[PATCH] powerpc/imc: Add documentation for IMC and trace-mode
Anju T Sudhakar
anju at linux.vnet.ibm.com
Sat May 11 00:17:52 AEST 2019
Documentation for IMC(In-Memory Collection Counters) infrastructure
and trace-mode of IMC.
Signed-off-by: Anju T Sudhakar <anju at linux.vnet.ibm.com>
---
Documentation/powerpc/imc.txt | 195 ++++++++++++++++++++++++++++++++++
1 file changed, 195 insertions(+)
create mode 100644 Documentation/powerpc/imc.txt
diff --git a/Documentation/powerpc/imc.txt b/Documentation/powerpc/imc.txt
new file mode 100644
index 000000000000..9c32e059f3be
--- /dev/null
+++ b/Documentation/powerpc/imc.txt
@@ -0,0 +1,195 @@
+ ===================================
+ IMC (In-Memory Collection Counters)
+ ===================================
+ Date created: 10 May 2019
+
+Table of Contents:
+------------------
+ - Basic overview
+ - IMC example Usage
+ - IMC Trace Mode
+ - LDBAR Register Layout
+ - TRACE_IMC_SCOM bit representation
+ - Trace IMC example usage
+ - Benefits of using IMC trace-mode
+
+
+Basic overview
+==============
+
+IMC (In-Memory collection counters) is a hardware monitoring facility
+that collects large number of hardware performance events at Nest level
+(these are on-chip but off-core), Core level and Thread level.
+
+The Nest PMU counters are handled by a Nest IMC microcode which runs
+in the OCC (On-Chip Controller) complex. The microcode collects the
+counter data and moves the nest IMC counter data to memory.
+
+The Core and Thread IMC PMU counters are handled in the core. Core
+level PMU counters give us the IMC counters' data per core and thread
+level PMU counters give us the IMC counters' data per CPU thread.
+
+OPAL obtains the IMC PMU and supported events information from the
+IMC Catalog and passes on to the kernel via the device tree. The event's
+information contains :
+ - Event name
+ - Event Offset
+ - Event description
+and, maybe :
+ - Event scale
+ - Event unit
+
+Some PMUs may have a common scale and unit values for all their
+supported events. For those cases, the scale and unit properties for
+those events must be inherited from the PMU.
+
+The event offset in the memory is where the counter data gets
+accumulated.
+
+IMC catalog is available at:
+ https://github.com/open-power/ima-catalog
+
+The kernel discovers the IMC counters information in the device tree
+at the "imc-counters" device node which has a compatible field
+"ibm,opal-in-memory-counters". From the device tree, the kernel parses
+the PMUs and their event's information and register the PMU and it
+attributes in the kernel.
+
+IMC example usage
+=================
+
+# perf list
+
+ [...]
+ nest_mcs01/PM_MCS01_64B_RD_DISP_PORT01/ [Kernel PMU event]

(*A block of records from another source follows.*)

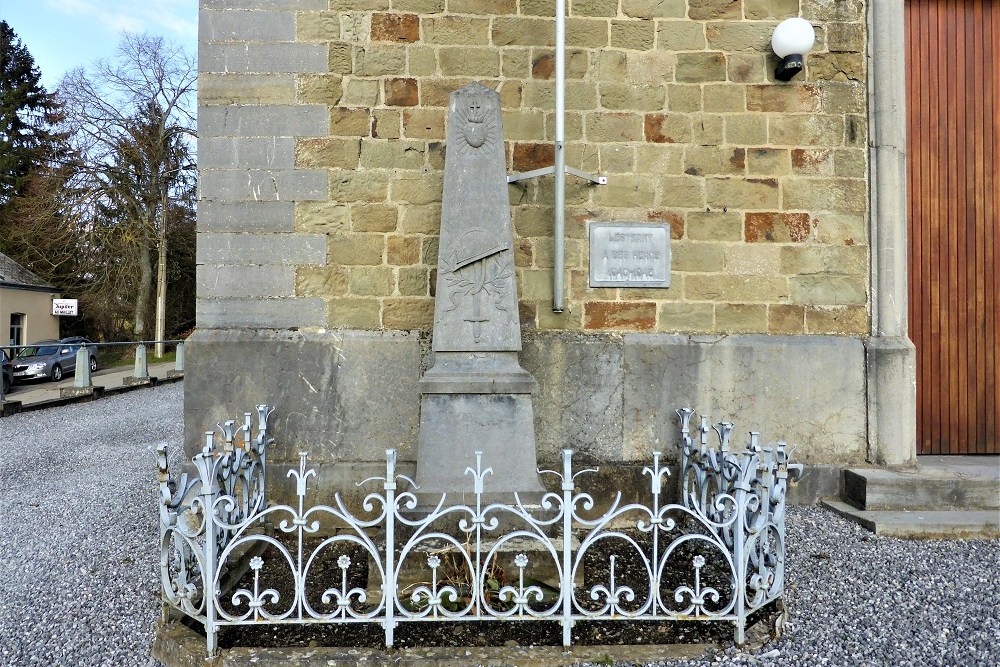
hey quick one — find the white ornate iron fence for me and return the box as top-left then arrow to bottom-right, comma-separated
158,406 -> 802,657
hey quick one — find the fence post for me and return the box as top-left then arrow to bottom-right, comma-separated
196,435 -> 220,658
133,345 -> 149,380
74,347 -> 92,388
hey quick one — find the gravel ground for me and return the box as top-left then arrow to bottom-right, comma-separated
0,384 -> 184,667
0,384 -> 997,666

+ nest_mcs01/PM_MCS01_64B_RD_DISP_PORT23/ [Kernel PMU event]
+
+ [...]
+ core_imc/CPM_0THRD_NON_IDLE_PCYC/ [Kernel PMU event]

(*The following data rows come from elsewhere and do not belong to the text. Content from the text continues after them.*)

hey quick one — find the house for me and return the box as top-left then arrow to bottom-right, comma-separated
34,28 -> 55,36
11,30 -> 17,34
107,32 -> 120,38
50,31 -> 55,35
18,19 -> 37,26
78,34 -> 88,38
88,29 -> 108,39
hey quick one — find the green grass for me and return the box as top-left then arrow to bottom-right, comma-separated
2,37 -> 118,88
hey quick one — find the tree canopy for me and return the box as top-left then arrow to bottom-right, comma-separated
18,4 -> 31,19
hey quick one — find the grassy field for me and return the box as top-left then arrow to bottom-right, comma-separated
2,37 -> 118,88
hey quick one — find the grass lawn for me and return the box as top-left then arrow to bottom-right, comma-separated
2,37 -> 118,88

+ core_imc/CPM_1THRD_NON_IDLE_INST/ [Kernel PMU event]
+
+ [...]
+ thread_imc/CPM_0THRD_NON_IDLE_PCYC/ [Kernel PMU event]

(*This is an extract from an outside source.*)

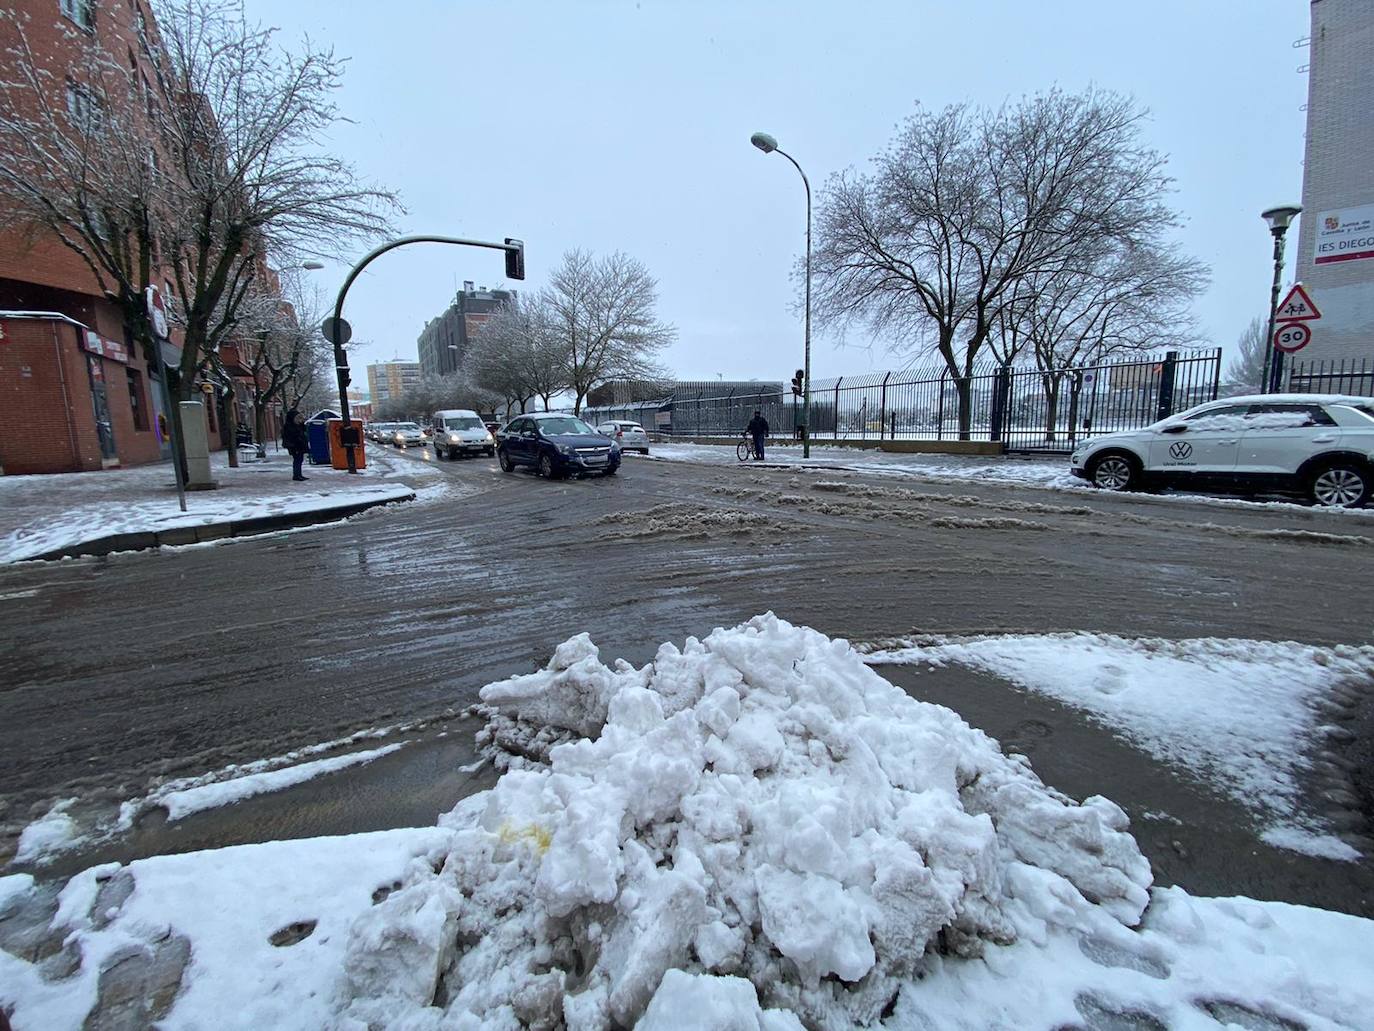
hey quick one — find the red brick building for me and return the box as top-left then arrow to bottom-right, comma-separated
0,0 -> 280,475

+ thread_imc/CPM_1THRD_NON_IDLE_INST/ [Kernel PMU event]
+
+To see per chip data for nest_mcs0/PM_MCS_DOWN_128B_DATA_XFER_MC0/ :
+ # ./perf stat -e "nest_mcs01/PM_MCS01_64B_WR_DISP_PORT01/" -a --per-socket
+
+To see non-idle instructions for core 0 :
+ # ./perf stat -e "core_imc/CPM_NON_IDLE_INST/" -C 0 -I 1000
+
+To see non-idle instructions for a "make" :
+ # ./perf stat -e "thread_imc/CPM_NON_IDLE_PCYC/" make
+
+
+IMC Trace-mode
+===============
+
+POWER9 support two modes for IMC which are the Accumulation mode and
+Trace mode. In Accumulation mode, event counts are accumulated in system
+Memory. Hypervisor then reads the posted counts periodically or when
+requested. In IMC Trace mode, the 64 bit trace scom value is initialized
+with the event information. The CPMC*SEL and CPMC_LOAD in the trace scom,
+specifies the event to be monitored and the sampling duration. On each
+overflow in the CPMC*SEL, hardware snapshots the program counter along
+with event counts and writes into memory pointed by LDBAR.
+
+LDBAR is a 64 bit special purpose per thread register, it has bits to
+indicate whether hardware is configured for accumulation or trace mode.
+
+* LDBAR Register Layout:
+ 0 : Enable/Disable
+ 1 : 0 -> Accumulation Mode
+ 1 -> Trace Mode
+ 2:3 : Reserved
+ 4-6 : PB scope
+ 7 : Reserved
+ 8:50 : Counter Address
+ 51:63 : Reserved
+
+* TRACE_IMC_SCOM bit representation:
+
+ 0:1 : SAMPSEL
+ 2:33 : CPMC_LOAD
+ 34:40 : CPMC1SEL
+ 41:47 : CPMC2SEL
+ 48:50 : BUFFERSIZE
+ 51:63 : RESERVED
+
+CPMC_LOAD contains the sampling duration. SAMPSEL and CPMC*SEL determines
+the event to count. BUFFRSIZE indicates the memory range. On each overflow,
+hardware snapshots program counter along with event counts and update the
+memory and reloads the CMPC_LOAD value for the next sampling duration.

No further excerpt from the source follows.